Il mondo su due ruote. GP Pagliochini
Da Motociclistidatavola
La bella stagione si sta affacciando adesso e, benché io sia un AWB, in questo periodo sto leggendo più di quanto stia guidando. Non che sia un male, specialmente quando ti imbatti in un libro come quello del giramondo Umbro.
Il libro mi è piaciuto. Nota a margine la prefazione di Passerini, una prefazione pensata e centrata, a differenza di molte altre.
Ma veniamo al libro.
Pagliochini scrive in modo semplice, diretto, senza avventurarsi in virtuosismi da scrittore. L'aspetto che rende il libro molto, molto piacevole è la sua "architettura".
Ci troviamo di fronte ad una serie di racconti e accadimenti di viaggio. Non lo definirei un libro di viaggi in moto quanto un libro di vicende di viaggi in moto. Pagliochini avrebbe potuto scrivere l'ennesima descrizione del deserto dal Sahara, ad esempio, confrontandosi con gente che, non me ne voglia, probabilmente è più scrittore di lui. Quindi evita, ci contestualizza il racconto dicendoci dove si svolge e poi ci presenta un episodio, una difficoltà, una curiosità, un aneddoto. All'inizio ho pensato "ma cazzo, spendi due righe per descrivermi dove sei, stai vedendo dei posti unici e non mi dici nulla". Poi mi son sentito scemo perché ho visto il progetto editoriale in tutta la completezza: per i panorami, i paesaggi, i luoghi ci sono delle foto stupende. Bellissimo, perché banalizzare un luogo a parole (non tutti sono nati per evocare usando la scrittura) se si può inserire un'immagine bellissima. Come soluzione mi è piaciuta. Per due motivi: sono un visivo e quindi mi nutro di immagini e queste sono belle immagini; la scrittura ne esce snella e non appesantita. Ripeto, Pagliochini scrive bene ma descrivere quello che ha visto rendendogli giustizia avrebbe voluto dire quadruplicare le pagine e confrontarsi con una sfida linguistica ben più complessa.
Invece questa soluzione gli permette di restare genuino e diretto nei racconti.
Insomma, tante righe per dire che il libro è piacevole, veloce, evocativo.
Poi ci sono alcune cose che ti fanno incazzare, tipo la tranquillità (o apparente tranquillità) con cui il nostro affronta le sfide più ardue. Il libro lo si divora, capitoli agili, salti di fusi orario ad ogni pagina, cambi di clima, di difficoltà, di esperienze.

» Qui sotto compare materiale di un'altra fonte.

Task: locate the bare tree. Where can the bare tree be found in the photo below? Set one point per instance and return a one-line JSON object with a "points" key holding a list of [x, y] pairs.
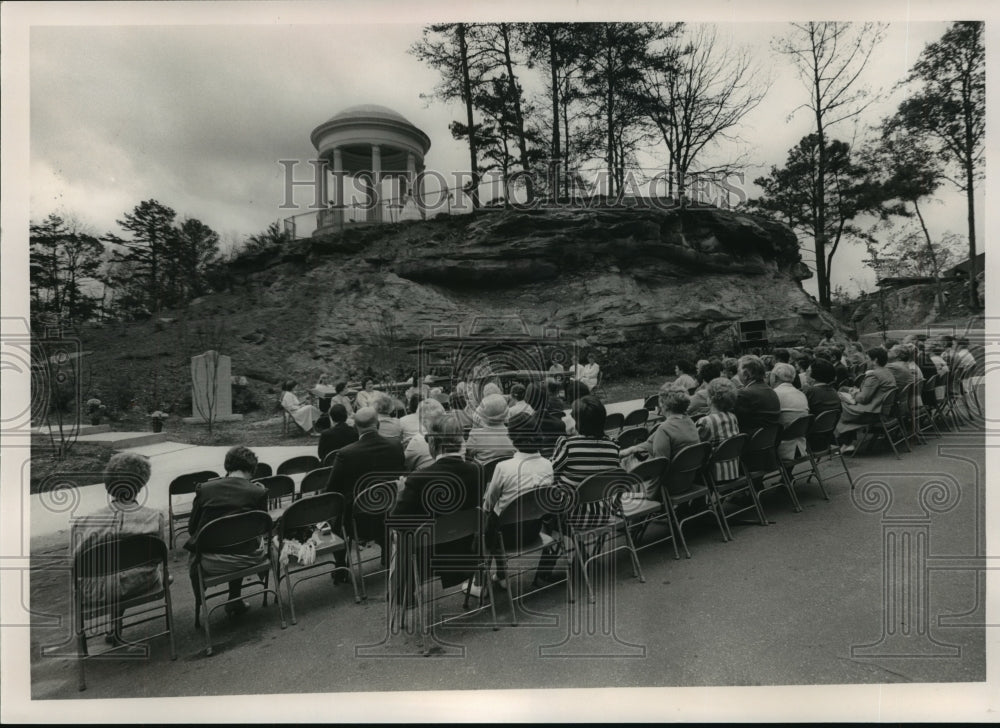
{"points": [[699, 99], [830, 58]]}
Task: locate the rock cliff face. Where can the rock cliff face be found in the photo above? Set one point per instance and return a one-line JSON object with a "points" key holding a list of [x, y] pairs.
{"points": [[621, 280]]}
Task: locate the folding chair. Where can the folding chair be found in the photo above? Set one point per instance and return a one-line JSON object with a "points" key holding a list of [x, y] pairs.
{"points": [[297, 465], [314, 481], [107, 559], [261, 470], [760, 457], [822, 446], [327, 510], [614, 423], [681, 486], [645, 505], [630, 438], [278, 488], [731, 449], [220, 536], [371, 506], [927, 407], [608, 488], [886, 419], [794, 430], [419, 561], [531, 506], [183, 485], [636, 418]]}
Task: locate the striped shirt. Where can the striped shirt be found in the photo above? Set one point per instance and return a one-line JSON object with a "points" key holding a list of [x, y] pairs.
{"points": [[577, 457], [714, 428]]}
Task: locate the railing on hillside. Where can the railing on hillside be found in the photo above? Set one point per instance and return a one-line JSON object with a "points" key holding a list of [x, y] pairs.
{"points": [[643, 188]]}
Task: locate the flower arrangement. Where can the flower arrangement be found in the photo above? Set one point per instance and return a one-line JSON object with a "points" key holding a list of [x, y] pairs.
{"points": [[96, 410], [158, 417]]}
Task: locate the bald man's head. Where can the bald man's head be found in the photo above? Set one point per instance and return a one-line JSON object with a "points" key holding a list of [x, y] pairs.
{"points": [[366, 420]]}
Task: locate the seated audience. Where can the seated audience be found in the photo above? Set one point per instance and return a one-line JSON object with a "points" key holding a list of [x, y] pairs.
{"points": [[756, 403], [793, 405], [416, 452], [388, 424], [489, 439], [234, 493], [366, 397], [859, 404], [526, 470], [589, 451], [517, 403], [339, 434], [720, 424], [698, 405], [684, 372], [125, 476], [304, 415], [673, 433]]}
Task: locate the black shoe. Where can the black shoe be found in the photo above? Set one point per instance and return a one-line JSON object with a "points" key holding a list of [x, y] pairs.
{"points": [[235, 609]]}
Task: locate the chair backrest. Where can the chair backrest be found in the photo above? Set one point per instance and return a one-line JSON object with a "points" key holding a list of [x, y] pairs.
{"points": [[533, 504], [489, 467], [796, 428], [278, 486], [888, 407], [607, 486], [189, 482], [636, 417], [300, 464], [632, 437], [729, 449], [614, 421], [649, 476], [311, 511], [315, 480], [685, 466], [232, 530], [824, 422], [113, 555]]}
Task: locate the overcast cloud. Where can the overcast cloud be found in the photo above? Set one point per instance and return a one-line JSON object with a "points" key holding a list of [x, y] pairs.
{"points": [[198, 117]]}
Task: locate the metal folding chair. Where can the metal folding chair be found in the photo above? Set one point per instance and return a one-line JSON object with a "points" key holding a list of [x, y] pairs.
{"points": [[220, 536], [105, 559], [325, 511], [185, 484]]}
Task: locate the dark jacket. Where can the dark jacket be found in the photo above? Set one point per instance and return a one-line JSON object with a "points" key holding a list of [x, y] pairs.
{"points": [[224, 497], [756, 406], [460, 484], [372, 459], [336, 437]]}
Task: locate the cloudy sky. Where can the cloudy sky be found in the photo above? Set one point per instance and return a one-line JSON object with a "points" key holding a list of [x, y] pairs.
{"points": [[195, 108]]}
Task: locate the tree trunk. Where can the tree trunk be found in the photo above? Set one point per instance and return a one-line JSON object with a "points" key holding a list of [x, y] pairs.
{"points": [[467, 97], [554, 68]]}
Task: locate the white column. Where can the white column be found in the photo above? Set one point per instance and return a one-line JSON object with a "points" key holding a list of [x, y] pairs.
{"points": [[338, 186], [376, 191]]}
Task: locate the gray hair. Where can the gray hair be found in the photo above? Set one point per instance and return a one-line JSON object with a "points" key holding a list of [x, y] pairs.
{"points": [[783, 372]]}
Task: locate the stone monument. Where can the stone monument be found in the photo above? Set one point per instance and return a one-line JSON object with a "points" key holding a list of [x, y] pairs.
{"points": [[211, 388]]}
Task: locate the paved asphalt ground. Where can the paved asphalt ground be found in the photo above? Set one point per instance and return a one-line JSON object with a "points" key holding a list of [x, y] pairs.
{"points": [[793, 603]]}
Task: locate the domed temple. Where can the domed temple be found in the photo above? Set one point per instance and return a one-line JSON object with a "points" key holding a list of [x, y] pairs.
{"points": [[372, 143]]}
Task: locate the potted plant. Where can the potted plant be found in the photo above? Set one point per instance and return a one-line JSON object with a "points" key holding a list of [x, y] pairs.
{"points": [[158, 417], [96, 410]]}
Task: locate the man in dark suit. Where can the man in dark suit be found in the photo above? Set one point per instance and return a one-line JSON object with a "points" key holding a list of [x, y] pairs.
{"points": [[372, 459], [756, 403], [339, 435], [227, 496]]}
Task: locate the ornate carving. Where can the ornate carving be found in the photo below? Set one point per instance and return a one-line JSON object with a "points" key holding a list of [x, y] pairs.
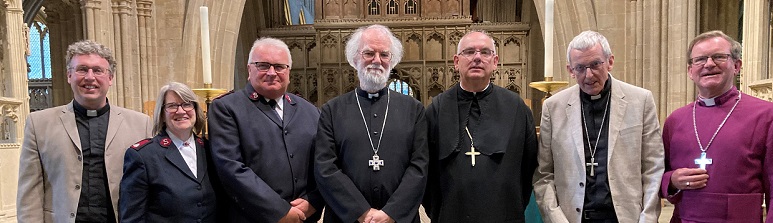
{"points": [[9, 108]]}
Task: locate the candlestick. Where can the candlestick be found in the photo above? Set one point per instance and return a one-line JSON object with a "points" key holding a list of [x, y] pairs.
{"points": [[549, 38], [205, 50]]}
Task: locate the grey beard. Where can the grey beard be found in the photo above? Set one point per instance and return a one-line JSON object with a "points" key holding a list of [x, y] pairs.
{"points": [[371, 82]]}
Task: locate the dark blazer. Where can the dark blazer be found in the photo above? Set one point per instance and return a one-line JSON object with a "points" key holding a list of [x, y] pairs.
{"points": [[264, 162], [158, 186]]}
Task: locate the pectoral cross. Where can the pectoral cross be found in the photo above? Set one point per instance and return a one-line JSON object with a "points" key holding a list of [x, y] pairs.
{"points": [[703, 161], [592, 164], [376, 163], [472, 153]]}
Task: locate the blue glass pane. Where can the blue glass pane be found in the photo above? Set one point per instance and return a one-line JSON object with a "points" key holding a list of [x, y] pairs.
{"points": [[40, 54]]}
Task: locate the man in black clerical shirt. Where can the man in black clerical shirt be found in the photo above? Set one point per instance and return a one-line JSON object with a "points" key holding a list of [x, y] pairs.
{"points": [[72, 156], [600, 141], [482, 143], [371, 149]]}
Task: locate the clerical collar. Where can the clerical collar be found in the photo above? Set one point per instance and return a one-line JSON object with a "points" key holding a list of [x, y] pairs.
{"points": [[729, 95], [466, 95], [83, 112], [372, 96], [603, 94]]}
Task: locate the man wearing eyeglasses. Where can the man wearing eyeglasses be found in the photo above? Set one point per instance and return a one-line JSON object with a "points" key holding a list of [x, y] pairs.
{"points": [[263, 141], [71, 161], [718, 148], [371, 156], [601, 154], [482, 143]]}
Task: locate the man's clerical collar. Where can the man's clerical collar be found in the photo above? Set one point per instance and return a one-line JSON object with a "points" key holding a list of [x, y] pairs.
{"points": [[607, 88], [718, 100], [375, 95], [83, 112]]}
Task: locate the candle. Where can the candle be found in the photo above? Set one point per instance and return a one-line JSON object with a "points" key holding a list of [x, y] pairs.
{"points": [[548, 38], [206, 63]]}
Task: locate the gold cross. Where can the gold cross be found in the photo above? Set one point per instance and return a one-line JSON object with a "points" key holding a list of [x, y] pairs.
{"points": [[472, 153]]}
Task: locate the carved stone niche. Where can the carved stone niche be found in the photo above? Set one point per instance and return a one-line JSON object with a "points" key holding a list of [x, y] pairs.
{"points": [[9, 110]]}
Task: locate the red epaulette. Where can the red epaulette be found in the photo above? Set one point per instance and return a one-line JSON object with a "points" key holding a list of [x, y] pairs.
{"points": [[224, 94], [142, 143], [165, 142]]}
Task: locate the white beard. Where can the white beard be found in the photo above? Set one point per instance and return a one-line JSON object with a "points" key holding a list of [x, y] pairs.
{"points": [[372, 80]]}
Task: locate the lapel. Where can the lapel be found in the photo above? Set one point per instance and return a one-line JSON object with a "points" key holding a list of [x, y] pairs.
{"points": [[113, 124], [253, 96], [201, 159], [68, 121], [448, 122], [173, 156], [574, 117], [288, 109], [617, 107]]}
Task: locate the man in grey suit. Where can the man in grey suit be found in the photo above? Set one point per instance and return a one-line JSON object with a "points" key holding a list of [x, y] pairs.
{"points": [[263, 143], [601, 154], [72, 156]]}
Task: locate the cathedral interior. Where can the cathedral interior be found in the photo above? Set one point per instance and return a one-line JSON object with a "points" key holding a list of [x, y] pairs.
{"points": [[157, 41]]}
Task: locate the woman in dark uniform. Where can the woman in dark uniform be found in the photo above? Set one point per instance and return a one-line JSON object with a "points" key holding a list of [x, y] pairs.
{"points": [[168, 178]]}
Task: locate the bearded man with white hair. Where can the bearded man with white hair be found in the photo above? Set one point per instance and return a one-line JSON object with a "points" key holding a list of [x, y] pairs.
{"points": [[371, 147]]}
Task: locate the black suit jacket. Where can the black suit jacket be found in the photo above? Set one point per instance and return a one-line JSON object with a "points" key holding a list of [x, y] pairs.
{"points": [[158, 186], [264, 162]]}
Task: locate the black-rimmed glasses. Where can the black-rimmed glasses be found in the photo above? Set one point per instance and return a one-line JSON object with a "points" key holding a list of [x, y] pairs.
{"points": [[173, 107], [484, 53], [83, 70], [717, 58], [580, 69], [264, 67], [369, 55]]}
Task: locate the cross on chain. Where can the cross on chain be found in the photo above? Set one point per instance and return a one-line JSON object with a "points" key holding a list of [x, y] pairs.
{"points": [[376, 163], [472, 153], [703, 161], [592, 164]]}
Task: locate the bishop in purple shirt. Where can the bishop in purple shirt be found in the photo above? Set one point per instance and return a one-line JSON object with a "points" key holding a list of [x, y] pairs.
{"points": [[719, 149]]}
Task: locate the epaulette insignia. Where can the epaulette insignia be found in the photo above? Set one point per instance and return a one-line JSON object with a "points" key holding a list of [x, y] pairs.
{"points": [[165, 142], [141, 143], [254, 96], [224, 94]]}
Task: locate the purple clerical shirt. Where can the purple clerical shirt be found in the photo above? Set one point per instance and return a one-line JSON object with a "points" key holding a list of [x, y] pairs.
{"points": [[742, 159]]}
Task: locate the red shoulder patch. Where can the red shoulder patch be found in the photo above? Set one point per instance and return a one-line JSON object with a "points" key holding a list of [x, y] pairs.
{"points": [[165, 142], [224, 94], [141, 143]]}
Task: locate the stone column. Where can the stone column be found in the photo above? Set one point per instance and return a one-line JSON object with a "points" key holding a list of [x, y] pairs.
{"points": [[756, 36], [144, 21], [14, 103]]}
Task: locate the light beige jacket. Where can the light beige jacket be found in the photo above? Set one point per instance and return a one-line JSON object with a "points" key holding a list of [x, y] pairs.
{"points": [[51, 165], [635, 155]]}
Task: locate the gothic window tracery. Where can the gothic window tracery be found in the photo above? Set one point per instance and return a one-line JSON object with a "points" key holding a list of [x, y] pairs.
{"points": [[392, 8], [374, 7], [410, 7]]}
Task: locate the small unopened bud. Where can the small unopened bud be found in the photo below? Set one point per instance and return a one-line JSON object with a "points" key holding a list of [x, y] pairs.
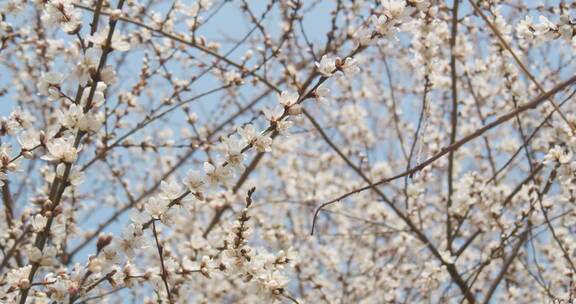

Sembra di essere davanti ad una buona birra con Pagliochini che dice "ti ho raccontato quella volta in cui.." e subito ti ritrovi nel vivo di quello che è successo, senza introduzioni, senza preamboli. In alcuni casi accenna al fatto che il viaggio non l'ha fatto da solo ma quasi mai ci presenta il suo compagno di avventure, eccezion fatta per un nome di battesimo. In fin dei conti, fossimo al pub con lui, non avremmo bisogno di sapere con chi è andato, lo sapremmo.
Insomma, leggetelo, il libro ha la capacità di portarti lontano dal letto (io spesso leggo a letto) e di trascinarti un minuto nel caldo torrido, un attimo nel caldo più umido, poi freddo, ecc ecc.
Come già detto, la scrittura è piacevole, la grande capacità è quella di trascinare il lettore in un racconto in maniera diretta e sempre molto credibile. I contenuti sono da favola, Pagliochini è un vero viaggiatore, di quelli che pensa un viaggio unendo i puntini senza cercare per forza una strada asfaltata che li unisca. E' uno di quei viaggiatori per i quali l'abbandono del viaggio è un'opzione ma è l'ultima, quella da considerare solo dopo aver provato di tutto.
Il progetto letterario merita una nota a parte. Come detto, le fotografie (belle e mai banali) giocano un ruolo importante nella narrazione e ho apprezzato anche le schede che presentano i vari percorsi, anche questa "sintesi" ha un forte potere di contestualizzare il racconto. Insomma, il libro è pensato in maniera diversa, variegata e stimolante. Apprezzi anche il fatto che sia molto agile, che passi velocemente, che sia breve. Salvo poi dispiacertene quando arrivi in fondo.